Encadré musicalement par le solide routier Paul Nadler et des choeurs efficaces, quoiqu’en effectif minimal pour un tel péplum, la distribution ne laissera pas de souvenirs impérissables.

La grande révélation du spectacle est, dans le court rôle de la prêtresse, Myriam Leblanc, stagiaire de l’Atelier lyrique. Depuis l’époque d’Étienne Dupuis et Mireille Lebel (et Michèle Losier, Phillip Addis, Frédéric Antoun) on n’a pas entendu début plus prometteur sur cette scène. S’il monte Carmen, l’OdM n’a pas à chercher loin sa Micaëla idéale !

Dans les rôles majeurs, c’est le Ramphis de Phillip Ens qui se rapproche le plus d’une distribution « idéale ». Excellente chanteuse, Olesya Petrova manque de graves pour le rôle d’Amnéris. Curieusement, à cette Amnéris claire s’oppose une Aïda plutôt sombre. Anna Markarova se signale par des couleurs couvertes, très russes, et quelques difficultés dans les aigus filés. Ce qui manque à ceux qui incarnent Aïda, Radamès et le roi d’Égypte, c’est la ligne de chant, et, de manière générale, le style.

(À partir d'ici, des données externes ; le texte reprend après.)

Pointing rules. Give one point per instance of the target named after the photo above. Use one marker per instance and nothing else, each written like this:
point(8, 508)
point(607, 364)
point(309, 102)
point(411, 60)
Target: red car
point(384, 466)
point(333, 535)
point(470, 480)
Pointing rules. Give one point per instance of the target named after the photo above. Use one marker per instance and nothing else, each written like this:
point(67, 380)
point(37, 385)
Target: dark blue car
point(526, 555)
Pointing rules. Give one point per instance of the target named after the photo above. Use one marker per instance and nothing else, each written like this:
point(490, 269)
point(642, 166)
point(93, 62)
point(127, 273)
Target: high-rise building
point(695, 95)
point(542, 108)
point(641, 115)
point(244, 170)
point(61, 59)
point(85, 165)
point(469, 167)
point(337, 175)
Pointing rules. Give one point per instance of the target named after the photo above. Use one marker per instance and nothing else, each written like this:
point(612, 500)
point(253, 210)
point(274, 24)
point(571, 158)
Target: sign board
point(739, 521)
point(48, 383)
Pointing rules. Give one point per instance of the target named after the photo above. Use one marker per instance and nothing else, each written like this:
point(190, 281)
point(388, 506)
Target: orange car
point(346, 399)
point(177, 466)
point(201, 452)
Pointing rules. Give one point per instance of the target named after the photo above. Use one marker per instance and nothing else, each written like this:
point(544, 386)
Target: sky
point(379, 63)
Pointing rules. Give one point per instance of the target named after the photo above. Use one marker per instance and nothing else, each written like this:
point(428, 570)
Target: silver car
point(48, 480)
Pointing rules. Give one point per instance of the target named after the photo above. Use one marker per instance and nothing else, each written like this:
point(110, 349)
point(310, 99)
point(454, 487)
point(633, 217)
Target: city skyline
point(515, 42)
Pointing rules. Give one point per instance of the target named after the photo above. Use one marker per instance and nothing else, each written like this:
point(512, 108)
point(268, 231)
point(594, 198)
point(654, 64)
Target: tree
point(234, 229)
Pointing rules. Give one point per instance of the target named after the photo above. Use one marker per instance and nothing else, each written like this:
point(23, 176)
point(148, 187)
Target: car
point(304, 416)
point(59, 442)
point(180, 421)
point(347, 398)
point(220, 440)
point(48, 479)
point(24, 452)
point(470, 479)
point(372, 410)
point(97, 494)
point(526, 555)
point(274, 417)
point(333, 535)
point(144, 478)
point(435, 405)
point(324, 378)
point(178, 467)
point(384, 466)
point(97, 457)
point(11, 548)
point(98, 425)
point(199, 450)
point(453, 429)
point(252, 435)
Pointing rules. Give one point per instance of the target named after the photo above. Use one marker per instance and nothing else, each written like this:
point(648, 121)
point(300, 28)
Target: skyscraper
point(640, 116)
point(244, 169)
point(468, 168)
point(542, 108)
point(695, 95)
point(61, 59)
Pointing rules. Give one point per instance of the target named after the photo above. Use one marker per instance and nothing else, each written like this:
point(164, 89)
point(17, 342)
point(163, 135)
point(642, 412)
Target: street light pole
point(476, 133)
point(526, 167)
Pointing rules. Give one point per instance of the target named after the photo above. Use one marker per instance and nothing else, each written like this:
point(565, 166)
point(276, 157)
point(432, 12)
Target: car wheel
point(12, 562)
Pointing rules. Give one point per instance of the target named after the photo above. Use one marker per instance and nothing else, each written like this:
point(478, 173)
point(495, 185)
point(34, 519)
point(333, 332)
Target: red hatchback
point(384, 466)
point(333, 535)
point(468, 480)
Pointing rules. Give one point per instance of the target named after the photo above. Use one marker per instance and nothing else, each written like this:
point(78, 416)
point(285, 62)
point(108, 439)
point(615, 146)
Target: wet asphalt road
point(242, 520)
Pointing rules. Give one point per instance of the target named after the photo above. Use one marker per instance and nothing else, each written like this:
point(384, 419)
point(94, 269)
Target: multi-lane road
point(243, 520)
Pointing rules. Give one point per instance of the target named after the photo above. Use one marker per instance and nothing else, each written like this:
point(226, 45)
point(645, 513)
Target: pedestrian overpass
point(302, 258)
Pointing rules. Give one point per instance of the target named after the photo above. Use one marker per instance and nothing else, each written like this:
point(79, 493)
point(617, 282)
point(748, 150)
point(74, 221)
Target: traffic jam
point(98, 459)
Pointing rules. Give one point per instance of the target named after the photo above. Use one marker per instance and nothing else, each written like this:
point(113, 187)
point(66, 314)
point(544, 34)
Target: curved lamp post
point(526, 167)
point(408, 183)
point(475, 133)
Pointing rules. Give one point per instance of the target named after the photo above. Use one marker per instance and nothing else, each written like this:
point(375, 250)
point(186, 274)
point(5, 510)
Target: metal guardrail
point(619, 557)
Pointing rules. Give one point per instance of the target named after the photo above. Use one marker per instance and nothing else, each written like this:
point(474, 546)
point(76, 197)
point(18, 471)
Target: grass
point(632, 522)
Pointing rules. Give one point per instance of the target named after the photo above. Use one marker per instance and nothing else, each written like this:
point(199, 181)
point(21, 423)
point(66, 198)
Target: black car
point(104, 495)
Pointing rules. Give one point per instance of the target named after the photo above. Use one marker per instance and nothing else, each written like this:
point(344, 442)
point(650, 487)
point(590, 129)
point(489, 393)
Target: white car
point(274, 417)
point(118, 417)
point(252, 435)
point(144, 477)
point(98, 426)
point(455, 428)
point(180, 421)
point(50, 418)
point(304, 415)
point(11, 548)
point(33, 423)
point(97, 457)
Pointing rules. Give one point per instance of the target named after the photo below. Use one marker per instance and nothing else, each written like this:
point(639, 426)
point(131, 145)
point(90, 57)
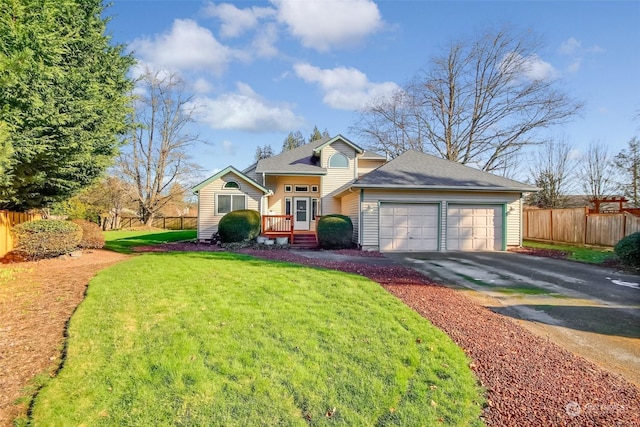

Chanev en Radamès est irrégulier : vaillant, mais fruste, parfois vulgaire (cf. le « gueulando » de la fin de Celeste Aida). Gregory Dahl (Amonasro), chanteur solide et d’un calibre supérieur, a paru, samedi, assez fatigué.

Bref, un beau spectacle, très agréable, avec une distribution un peu légère. Mais distribuer Aïda avec le budget de l’OdM demande des trésors d’imagination, des paris et un sérieux coup de chance. Disons que l’institution n’a pas trouvé de perle rare. La plus intéressante est en son sein et devra être cultivée avec soin et attention.

Opéra de Montréal

Aïda, opéra en quatre actes de Giuseppe Verdi (1871). Anna Markarova (Aïda), Kamen Chanev (Radamès), Olesya Petrova (Amnéris), Gregory Dahl (Amonasro), Phillip Ens (Ramfis), Anatoli Sivko (roi d’Égypte), Myriam Leblanc (prêtresse), Keven Geddes (messager). Choeur de l’Opéra de Montréal, Orchestre métropolitain, Paul Nadler. Décors : Claude Girard et Bernard Uzan. Costumes : Claude Girard. Mise en scène : François Racine. Chorégraphie : Noëlle-Émilie Desbiens. Éclairages : Éric W. Champoux. Salle Wilfrid-Pelletier, samedi 17 septembre 2016. Reprises mardi, jeudi et samedi.